The most interesting difference in our cohort of patients with C9ORF72 mutations compared to the general FTD population is the incidence of psychosis with visual or auditory hallucinations or psychotic delusions in 4 patients and paranoid ideation in another. Observations of psychiatric illness in bvFTD literature have typically described the florid behavioural abnormality that is the essence of bvFTD. Psychosis in FTD or FTD/ALS was considered rare, and at times listed as an exclusion criteria18. We reported the case of a woman with sporadic bvFTD with visual hallucinations and delusions of sexual content or erotomania (deClerambault syndrome) who had fronto-temporal and parietal atrophy and TDP-43 pathology on autopsy19. A small series of patients meeting criteria for both FTD and LBD with hallucinations were also noted to have TDP-43 pathology20. Others have described psychosis and Parkinsonism in C9 linked families before the specific mutation was discovered21 and in patients with progranulin mutations22. While psychosis is not considered a feature of ALS, small numbers of patients have been described. Three patients with FTD/ALS and psychosis with visual hallucinations were described by Nitrini et al.23. Subsequently it was reported that delusions occur more frequently in patients with FTD/ALS than with FTD alone24.

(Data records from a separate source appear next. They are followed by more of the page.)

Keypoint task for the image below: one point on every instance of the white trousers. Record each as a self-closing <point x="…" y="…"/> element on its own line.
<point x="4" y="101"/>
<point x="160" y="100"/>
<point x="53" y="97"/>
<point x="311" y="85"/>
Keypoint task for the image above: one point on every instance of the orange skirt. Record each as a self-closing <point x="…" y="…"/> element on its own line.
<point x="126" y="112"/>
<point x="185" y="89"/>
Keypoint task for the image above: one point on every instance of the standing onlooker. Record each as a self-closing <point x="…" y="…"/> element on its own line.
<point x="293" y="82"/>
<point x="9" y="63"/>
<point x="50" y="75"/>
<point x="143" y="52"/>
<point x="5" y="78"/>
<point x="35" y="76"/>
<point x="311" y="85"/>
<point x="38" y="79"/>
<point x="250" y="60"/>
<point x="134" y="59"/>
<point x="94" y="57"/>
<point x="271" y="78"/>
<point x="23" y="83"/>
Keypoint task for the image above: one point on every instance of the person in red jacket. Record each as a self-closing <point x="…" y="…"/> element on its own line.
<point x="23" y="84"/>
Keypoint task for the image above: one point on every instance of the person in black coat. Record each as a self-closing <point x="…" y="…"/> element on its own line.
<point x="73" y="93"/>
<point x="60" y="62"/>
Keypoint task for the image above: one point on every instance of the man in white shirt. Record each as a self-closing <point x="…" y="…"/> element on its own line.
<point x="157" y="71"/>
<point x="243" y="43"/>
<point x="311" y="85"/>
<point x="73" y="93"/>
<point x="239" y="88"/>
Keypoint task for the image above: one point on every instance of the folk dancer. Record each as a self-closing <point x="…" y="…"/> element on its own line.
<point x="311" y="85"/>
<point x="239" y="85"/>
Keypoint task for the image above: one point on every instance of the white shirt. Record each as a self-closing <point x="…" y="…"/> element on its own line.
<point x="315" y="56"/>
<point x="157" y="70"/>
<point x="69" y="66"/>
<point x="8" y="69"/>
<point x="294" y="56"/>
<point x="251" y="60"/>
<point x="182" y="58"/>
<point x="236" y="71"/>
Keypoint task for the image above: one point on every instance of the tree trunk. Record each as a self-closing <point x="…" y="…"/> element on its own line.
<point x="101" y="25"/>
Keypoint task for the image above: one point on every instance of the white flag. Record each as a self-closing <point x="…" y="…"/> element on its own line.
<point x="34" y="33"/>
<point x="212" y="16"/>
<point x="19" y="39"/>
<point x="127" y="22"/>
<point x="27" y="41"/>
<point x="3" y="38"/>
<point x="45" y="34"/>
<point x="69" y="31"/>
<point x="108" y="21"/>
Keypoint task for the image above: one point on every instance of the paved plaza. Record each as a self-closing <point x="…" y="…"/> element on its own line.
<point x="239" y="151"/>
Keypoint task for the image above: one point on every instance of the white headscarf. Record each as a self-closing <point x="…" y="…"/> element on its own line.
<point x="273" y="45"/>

Psychiatric presentations have been described in patients with C9ORF72 mutations, but 2/3 of the patients had “psychiatric symptoms” compatible with bvFTD and one had mystical delirium with auditory hallucinations at 44 years of age, and did not present neurological symptoms over a 7-year follow up25. In a series of 32 patients with the C9ORF72 mutation presented with psychosis and another 28% were paranoid or delusional8. Mutations in the C9ORF72 gene may be a major cause not only of frontotemporal dementia with motor neuron disease but also of late onset psychosis. In another series, 22% of patients with FTD or ALS and C9ORF72 mutations had a higher frequency of delusions as rated on the Neuropsychiatric inventory, compared with non-carriers (0%)9. One of our patients with visual hallucinations experienced these 20 years before the onset of FTD and one could argue that he had an independent psychiatric illness. In the other depressed patient, the delusional content of her psychiatric illness had some possible basis in reality, and in the other two patients with paranoid ideation and auditory hallucinations, the symptoms were elicited on direct questioning and were not treated as psychiatric illness as such.

5. Conclusions

In summary, we report a case series of 8 patients with FTD and C9ORF72 mutations, in whom we found a higher than expected incidence of psychosis, hallucinations and delusions. In several of the patients the psychotic symptoms predated other changes more typical of bvFTD, often resulting in initial misdiagnosis of a psychiatric disorder. The series is also notable for the frequent occurrence of both ALS and hallucinations. Future larger scale studies of the presence and the detailed nature of psychotic symptoms in bvFTD and C9ORF72 mutation carriers are required to determine whether and how these features may be differ in patients with FTD compared to other psychiatric disorders.

Footnotes

The authors declare no conflicts of interest.

Readers of this article will become familiar with some of the range of neuropsychiatric symptoms which patients with FTD and C9 mutations may present with, which can be misdiagnosed as primary psychiatric disorders for decades prior to development of other symptoms of FTD.